Saturday, January 7, 2012

Will the Activist Consumer Come to Apartmentland?

Paul Polman, the CEO of the consumer products behemoth Unilever, was recently quoted in The Wall Street Journal as saying, "Where we had activist investors in the 2000s, we will see activist consumers this decade." Over the past few months activist consumers armed with a social networking infrastructure have over-turned what appeared to be arbitrary and capricious debit card fees at the Bank of America and billing fees at Verizon Wireless. What the B of A and Verizon have in common is high switching costs. This same factor holds true, even more so, for apartment tenants.

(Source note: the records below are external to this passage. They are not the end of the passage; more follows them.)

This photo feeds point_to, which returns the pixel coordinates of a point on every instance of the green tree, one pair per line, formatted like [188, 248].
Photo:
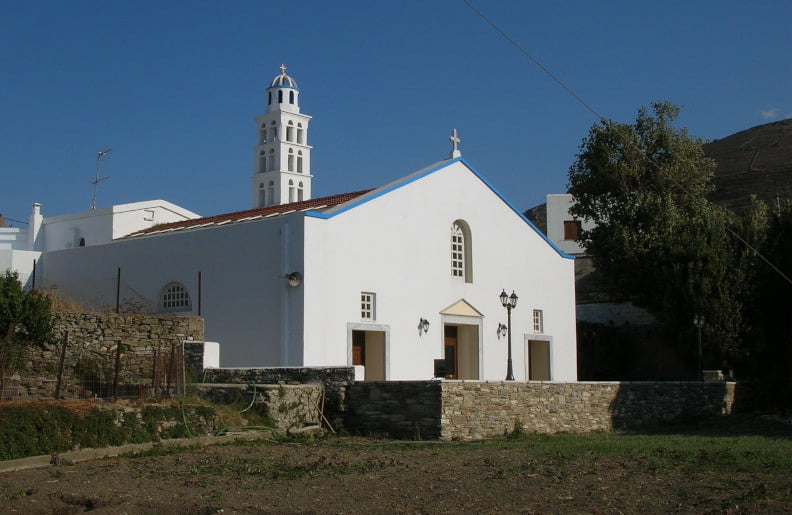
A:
[658, 241]
[771, 358]
[25, 319]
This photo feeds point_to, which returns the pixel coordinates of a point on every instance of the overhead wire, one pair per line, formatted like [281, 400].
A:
[603, 120]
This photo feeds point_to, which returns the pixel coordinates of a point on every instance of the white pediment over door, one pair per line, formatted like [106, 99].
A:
[461, 308]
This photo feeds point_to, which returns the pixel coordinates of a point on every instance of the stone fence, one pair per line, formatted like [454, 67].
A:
[334, 382]
[151, 346]
[474, 410]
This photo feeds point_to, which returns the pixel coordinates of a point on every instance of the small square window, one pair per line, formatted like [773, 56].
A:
[572, 230]
[367, 305]
[538, 321]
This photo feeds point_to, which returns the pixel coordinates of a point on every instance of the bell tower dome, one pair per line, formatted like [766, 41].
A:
[282, 157]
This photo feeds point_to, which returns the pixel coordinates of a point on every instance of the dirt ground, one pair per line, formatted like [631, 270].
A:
[356, 475]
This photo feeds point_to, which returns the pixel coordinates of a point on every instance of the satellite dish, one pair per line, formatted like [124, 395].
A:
[295, 279]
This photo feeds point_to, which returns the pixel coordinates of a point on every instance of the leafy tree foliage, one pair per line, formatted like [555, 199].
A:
[771, 358]
[25, 318]
[657, 239]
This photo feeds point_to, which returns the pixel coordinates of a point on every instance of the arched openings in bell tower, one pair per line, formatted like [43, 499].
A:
[290, 131]
[262, 165]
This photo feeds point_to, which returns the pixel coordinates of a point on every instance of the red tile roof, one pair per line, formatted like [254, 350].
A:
[261, 212]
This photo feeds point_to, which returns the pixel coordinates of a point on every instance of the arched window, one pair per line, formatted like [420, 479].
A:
[263, 134]
[271, 160]
[461, 255]
[290, 131]
[262, 162]
[175, 297]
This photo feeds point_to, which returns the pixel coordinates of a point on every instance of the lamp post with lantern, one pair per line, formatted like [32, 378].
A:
[509, 302]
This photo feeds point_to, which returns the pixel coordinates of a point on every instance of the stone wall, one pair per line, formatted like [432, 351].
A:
[399, 409]
[335, 381]
[287, 408]
[473, 410]
[90, 359]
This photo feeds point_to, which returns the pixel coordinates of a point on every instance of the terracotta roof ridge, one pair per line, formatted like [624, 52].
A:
[255, 213]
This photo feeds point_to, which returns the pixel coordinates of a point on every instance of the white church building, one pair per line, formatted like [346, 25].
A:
[391, 279]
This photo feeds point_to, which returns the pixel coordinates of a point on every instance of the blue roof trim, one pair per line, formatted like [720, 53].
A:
[282, 86]
[354, 204]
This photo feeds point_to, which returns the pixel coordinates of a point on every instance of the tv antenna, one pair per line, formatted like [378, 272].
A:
[97, 180]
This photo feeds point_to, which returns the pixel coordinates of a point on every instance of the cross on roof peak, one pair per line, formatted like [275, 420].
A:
[454, 139]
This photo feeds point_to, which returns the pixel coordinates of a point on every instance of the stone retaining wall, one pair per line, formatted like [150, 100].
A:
[287, 407]
[91, 353]
[473, 410]
[335, 381]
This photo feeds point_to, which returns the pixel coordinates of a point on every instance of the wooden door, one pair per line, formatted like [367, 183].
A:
[451, 354]
[358, 347]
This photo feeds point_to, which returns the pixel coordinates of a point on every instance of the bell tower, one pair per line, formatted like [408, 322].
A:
[282, 157]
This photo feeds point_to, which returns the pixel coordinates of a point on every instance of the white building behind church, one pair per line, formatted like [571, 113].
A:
[390, 279]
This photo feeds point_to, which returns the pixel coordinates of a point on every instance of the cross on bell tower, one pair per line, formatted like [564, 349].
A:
[282, 156]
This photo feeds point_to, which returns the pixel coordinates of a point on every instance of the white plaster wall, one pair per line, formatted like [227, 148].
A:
[103, 225]
[247, 305]
[398, 246]
[20, 261]
[558, 206]
[13, 238]
[65, 231]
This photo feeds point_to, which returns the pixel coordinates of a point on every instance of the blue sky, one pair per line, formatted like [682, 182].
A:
[172, 87]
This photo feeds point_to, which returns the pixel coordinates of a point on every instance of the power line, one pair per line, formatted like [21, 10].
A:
[602, 119]
[532, 58]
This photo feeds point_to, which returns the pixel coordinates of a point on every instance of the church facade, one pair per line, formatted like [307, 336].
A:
[391, 279]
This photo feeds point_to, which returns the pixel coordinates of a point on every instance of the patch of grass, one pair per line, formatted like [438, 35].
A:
[667, 452]
[160, 450]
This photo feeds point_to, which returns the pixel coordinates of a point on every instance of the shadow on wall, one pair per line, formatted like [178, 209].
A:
[647, 405]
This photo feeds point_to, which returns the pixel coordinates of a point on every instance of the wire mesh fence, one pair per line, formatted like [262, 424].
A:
[109, 371]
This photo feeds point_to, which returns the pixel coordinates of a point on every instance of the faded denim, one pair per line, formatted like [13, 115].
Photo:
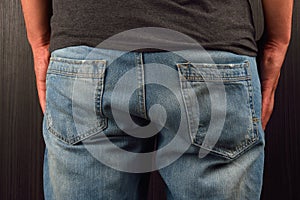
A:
[233, 168]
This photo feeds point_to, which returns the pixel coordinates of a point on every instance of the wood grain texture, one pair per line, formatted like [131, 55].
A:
[21, 144]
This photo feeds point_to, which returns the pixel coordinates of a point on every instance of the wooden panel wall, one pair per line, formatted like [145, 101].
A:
[21, 144]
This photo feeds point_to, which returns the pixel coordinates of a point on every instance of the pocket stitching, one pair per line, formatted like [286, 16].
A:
[253, 138]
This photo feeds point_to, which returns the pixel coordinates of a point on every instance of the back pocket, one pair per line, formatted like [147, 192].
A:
[227, 118]
[73, 98]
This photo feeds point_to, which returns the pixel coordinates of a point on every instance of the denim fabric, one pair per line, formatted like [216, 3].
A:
[80, 110]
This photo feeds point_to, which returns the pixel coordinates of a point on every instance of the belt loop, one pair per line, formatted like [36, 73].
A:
[141, 83]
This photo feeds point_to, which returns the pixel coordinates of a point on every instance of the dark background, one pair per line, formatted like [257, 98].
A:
[21, 144]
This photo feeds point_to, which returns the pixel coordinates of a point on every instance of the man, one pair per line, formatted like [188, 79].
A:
[233, 167]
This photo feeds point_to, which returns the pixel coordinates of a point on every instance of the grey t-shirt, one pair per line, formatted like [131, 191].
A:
[227, 25]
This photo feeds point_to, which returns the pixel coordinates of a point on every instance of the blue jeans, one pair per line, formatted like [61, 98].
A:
[112, 117]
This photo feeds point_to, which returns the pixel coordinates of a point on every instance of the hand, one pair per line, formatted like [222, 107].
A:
[268, 96]
[41, 56]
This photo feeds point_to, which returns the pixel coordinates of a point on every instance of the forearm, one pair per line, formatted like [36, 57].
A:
[278, 16]
[37, 20]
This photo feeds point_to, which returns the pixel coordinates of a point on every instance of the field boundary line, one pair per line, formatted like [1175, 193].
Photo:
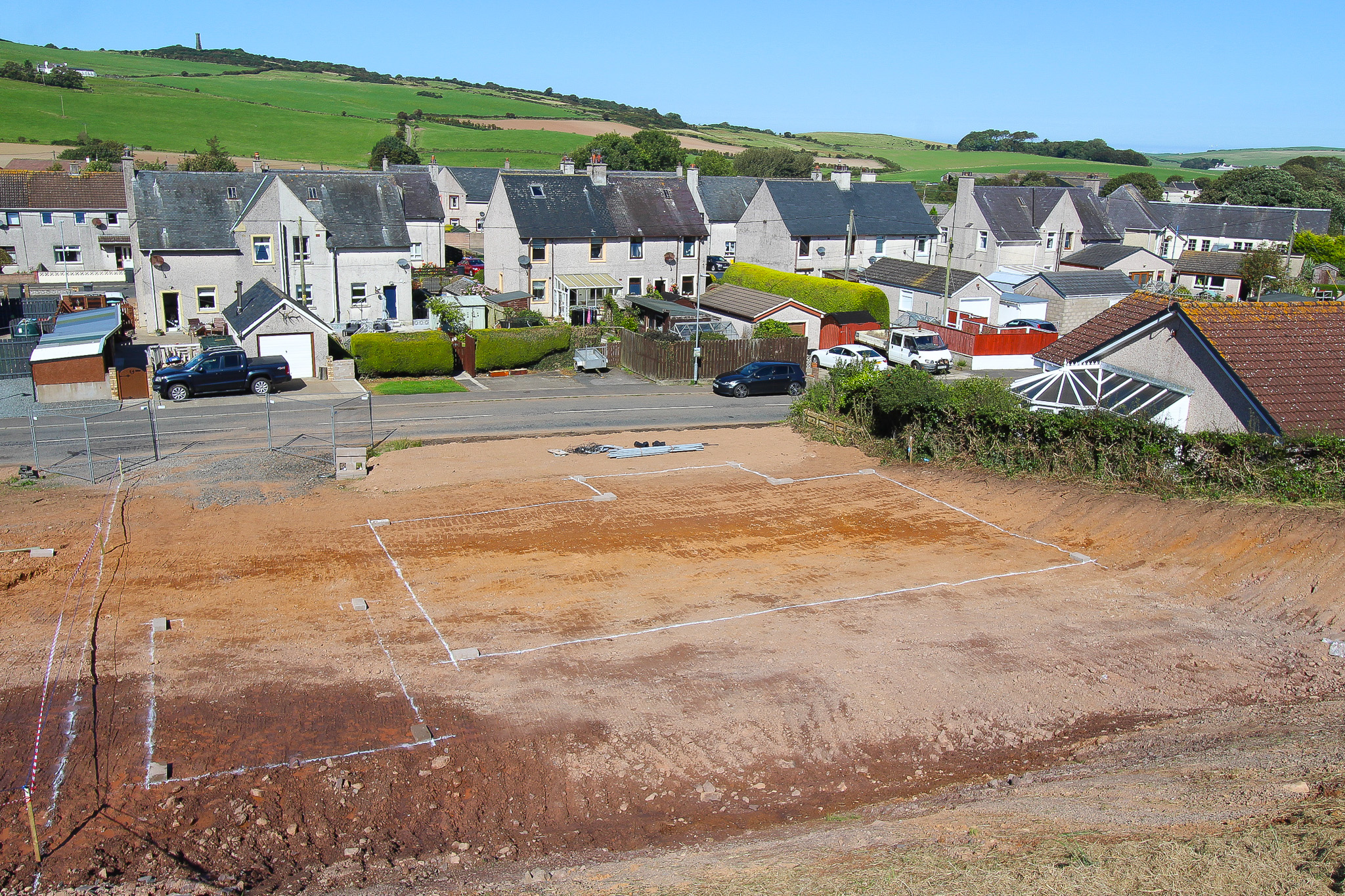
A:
[793, 606]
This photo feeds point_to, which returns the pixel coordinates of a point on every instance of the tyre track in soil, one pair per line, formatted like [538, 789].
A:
[562, 752]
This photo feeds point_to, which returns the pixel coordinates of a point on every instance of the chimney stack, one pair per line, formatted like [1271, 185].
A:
[598, 171]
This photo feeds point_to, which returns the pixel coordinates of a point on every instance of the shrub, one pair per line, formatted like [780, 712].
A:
[825, 295]
[774, 330]
[500, 350]
[426, 354]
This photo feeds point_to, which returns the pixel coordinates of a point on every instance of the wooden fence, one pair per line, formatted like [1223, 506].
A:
[661, 360]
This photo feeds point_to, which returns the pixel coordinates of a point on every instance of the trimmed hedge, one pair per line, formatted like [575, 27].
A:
[502, 350]
[830, 296]
[426, 354]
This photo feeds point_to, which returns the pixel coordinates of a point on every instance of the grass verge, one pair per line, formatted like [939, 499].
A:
[417, 387]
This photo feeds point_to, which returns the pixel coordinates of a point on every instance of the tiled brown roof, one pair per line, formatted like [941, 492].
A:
[1134, 309]
[95, 192]
[1289, 355]
[1218, 264]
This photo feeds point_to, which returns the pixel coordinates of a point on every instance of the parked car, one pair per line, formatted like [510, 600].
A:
[1032, 322]
[919, 349]
[839, 355]
[221, 370]
[762, 378]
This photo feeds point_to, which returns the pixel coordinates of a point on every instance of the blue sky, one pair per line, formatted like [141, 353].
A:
[1183, 75]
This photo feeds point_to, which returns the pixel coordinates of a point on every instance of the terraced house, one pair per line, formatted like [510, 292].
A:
[572, 241]
[62, 224]
[338, 242]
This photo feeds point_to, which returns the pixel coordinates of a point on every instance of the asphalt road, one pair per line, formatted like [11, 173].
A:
[536, 406]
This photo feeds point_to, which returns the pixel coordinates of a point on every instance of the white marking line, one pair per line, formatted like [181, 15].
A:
[393, 666]
[408, 586]
[793, 606]
[244, 770]
[613, 410]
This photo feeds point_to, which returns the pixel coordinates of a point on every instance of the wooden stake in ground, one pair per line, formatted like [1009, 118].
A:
[33, 825]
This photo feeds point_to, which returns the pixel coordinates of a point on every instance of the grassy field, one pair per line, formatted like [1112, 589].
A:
[1251, 156]
[332, 95]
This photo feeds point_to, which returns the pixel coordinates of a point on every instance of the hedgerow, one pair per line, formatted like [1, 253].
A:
[830, 296]
[500, 350]
[424, 354]
[981, 422]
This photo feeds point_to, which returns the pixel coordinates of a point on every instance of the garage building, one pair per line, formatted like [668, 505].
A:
[265, 322]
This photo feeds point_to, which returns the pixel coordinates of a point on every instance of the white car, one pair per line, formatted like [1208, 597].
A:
[839, 355]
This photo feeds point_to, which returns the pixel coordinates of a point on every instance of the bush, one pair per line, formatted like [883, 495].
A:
[428, 354]
[829, 296]
[502, 350]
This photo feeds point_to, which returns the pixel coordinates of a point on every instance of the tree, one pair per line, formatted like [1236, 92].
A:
[1142, 181]
[776, 161]
[774, 330]
[715, 164]
[395, 150]
[1259, 267]
[214, 159]
[1254, 187]
[659, 150]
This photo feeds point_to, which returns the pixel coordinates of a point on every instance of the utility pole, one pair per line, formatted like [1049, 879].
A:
[849, 245]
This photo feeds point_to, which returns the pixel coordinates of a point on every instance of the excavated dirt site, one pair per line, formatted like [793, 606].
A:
[485, 656]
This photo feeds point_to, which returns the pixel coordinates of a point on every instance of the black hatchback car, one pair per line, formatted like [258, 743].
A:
[762, 378]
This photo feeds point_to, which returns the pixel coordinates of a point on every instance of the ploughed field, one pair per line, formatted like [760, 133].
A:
[549, 656]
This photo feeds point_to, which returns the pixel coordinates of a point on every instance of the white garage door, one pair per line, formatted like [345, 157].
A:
[298, 350]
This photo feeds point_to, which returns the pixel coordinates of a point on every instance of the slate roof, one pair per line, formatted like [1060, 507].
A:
[60, 191]
[257, 303]
[1015, 214]
[192, 211]
[744, 303]
[822, 209]
[1101, 255]
[726, 198]
[478, 182]
[628, 206]
[1087, 282]
[1102, 328]
[1289, 355]
[926, 278]
[1222, 264]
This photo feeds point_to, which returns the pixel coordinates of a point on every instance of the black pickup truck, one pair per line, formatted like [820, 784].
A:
[221, 370]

To be sure the apartment business is far more decentralized than wireless services and banking, but make no mistake it is certainly susceptible to the same type of consumer activism. Afterall what can seem more arbitrary than tenants paying different prices for essentially the same apartment unit; a phenomenon created by the use of airline-type yield management software now utilized by large landlords. Furthermore with hotter markets on both coasts exhibiting rental increases well in excess of wage growth, it doesn't take a genius to figure out that tech savvy consumers will soon link up to share information and start to raise a ruckus.

Because of decade low vacancy rates and rising rents, apartments have been the darling of real estate and REIT investors over the past few years. Although rent growth has slowed somewhat in recent months, most investors continue to project out-sized increases over the next few years, especially in Manhattan, Washington, D.C. and the greater San Francisco Bay area. I would doubt that not one in a hundred real estate investors are factoring in the liklihood that their industry will soon be the target of the new activist consumer. The bottom line is that it is highly likely that the apartment sector will soon face headline and in some cases real economic risk to the rosy rent projections now being forecast.